Juliay shrugged. “So did I, but I saw her just before Darken. It seemed odd; Shandira is just a novice and wouldn’t be able to help with your plan in any event.”

Natac frowned, concerned.

“I presume she must have changed her mind at the last minute,” Juliay suggested hopefully. “In any event, ninety-eight of us are here. We can do what you need.”

“I know,” the general agreed. He turned his attention to the local problem, though he remained concerned about Miradel. What had she intended? And where was she?

Those answers would have to wait. He found Cillia, the matriarch of the druids, critically inspecting the low level of water in the river. She was a tall woman, sturdy of frame, with black hair flowing freely down the length of her back.

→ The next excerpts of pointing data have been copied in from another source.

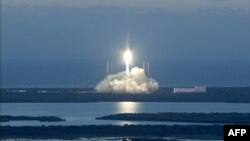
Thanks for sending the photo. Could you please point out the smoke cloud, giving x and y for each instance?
(134, 82)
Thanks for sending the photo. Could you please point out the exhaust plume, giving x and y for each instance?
(135, 81)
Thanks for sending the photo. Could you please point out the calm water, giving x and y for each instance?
(85, 113)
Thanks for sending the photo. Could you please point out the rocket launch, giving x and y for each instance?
(128, 81)
(127, 56)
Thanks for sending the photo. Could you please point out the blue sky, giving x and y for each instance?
(47, 40)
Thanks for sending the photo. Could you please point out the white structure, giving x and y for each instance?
(196, 89)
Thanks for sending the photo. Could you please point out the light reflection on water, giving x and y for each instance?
(85, 113)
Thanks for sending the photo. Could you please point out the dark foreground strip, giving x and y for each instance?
(74, 132)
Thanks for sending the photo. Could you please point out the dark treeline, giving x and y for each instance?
(234, 95)
(234, 118)
(74, 132)
(6, 118)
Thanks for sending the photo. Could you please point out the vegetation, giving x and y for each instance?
(234, 118)
(5, 118)
(74, 132)
(234, 95)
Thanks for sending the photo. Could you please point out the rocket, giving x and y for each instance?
(127, 55)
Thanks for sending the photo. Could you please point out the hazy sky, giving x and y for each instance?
(92, 31)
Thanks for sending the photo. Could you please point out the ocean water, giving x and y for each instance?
(85, 113)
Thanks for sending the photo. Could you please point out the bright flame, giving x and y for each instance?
(127, 59)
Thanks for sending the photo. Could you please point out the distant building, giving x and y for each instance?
(196, 89)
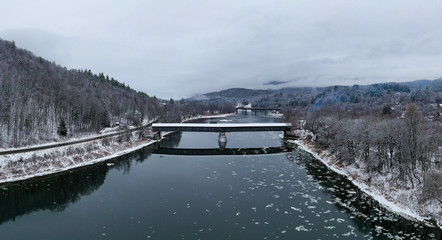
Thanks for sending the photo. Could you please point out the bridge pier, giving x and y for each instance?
(222, 140)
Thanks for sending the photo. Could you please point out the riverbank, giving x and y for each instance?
(403, 202)
(27, 165)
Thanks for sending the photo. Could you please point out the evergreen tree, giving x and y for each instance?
(62, 130)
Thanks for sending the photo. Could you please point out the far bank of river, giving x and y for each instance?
(383, 196)
(145, 195)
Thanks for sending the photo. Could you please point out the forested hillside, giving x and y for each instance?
(356, 98)
(40, 101)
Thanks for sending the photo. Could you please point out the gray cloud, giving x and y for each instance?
(181, 48)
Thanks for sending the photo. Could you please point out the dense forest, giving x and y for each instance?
(41, 101)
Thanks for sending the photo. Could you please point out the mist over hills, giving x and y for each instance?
(420, 91)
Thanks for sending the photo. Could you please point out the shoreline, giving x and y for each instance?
(143, 144)
(391, 206)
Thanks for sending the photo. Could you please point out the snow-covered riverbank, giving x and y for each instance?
(22, 166)
(403, 202)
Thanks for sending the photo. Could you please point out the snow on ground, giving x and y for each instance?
(21, 166)
(16, 167)
(403, 202)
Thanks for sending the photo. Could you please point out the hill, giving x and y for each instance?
(38, 98)
(423, 92)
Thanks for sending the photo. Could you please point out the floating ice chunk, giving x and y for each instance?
(302, 228)
(296, 209)
(340, 220)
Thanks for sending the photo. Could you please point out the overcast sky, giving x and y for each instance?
(182, 48)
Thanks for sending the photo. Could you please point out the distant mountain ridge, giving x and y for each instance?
(422, 90)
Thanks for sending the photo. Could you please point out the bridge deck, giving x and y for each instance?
(221, 127)
(259, 109)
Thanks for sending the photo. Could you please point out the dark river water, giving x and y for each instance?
(145, 195)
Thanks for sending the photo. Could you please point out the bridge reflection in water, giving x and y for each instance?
(222, 151)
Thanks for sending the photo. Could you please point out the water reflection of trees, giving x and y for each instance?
(367, 213)
(57, 192)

“It would help if we had some rain,” she said as soon as Natac came up to her. “This isn’t much to work with.”

“I know,” he agreed. “They picked the driest year in two decades for their invasion.”

The venerable druid leaned back to look at the sky. “There’s some evening mist rising up and a few clouds blocking out the stars. Let us see if we can do something to help. Any idea how much time we have?”

“The scouts report that the ghost armies will be here by the middle of the night,” Natac replied.

“Druids, gather to me!” shouted Cillia, and in ten minutes the members of her order had assembled from their focal basins along the riverbank. Natac went back to inspect the fords, so he didn’t hear what she said or see what the druids did.

He was just relieved when, an hour after Darken, it started to rain.

If there was one thing that made a dark night even more miserable, it was rain. Awfulbark reflected on this truth as he slogged through mud that seemed to clutch his feet with sucking mire every time he tried to take another step. He was following at the tail end of a long line of trolls, and it seemed that they were all doing their best to churn up the ground so as to make it virtually impassable for the king.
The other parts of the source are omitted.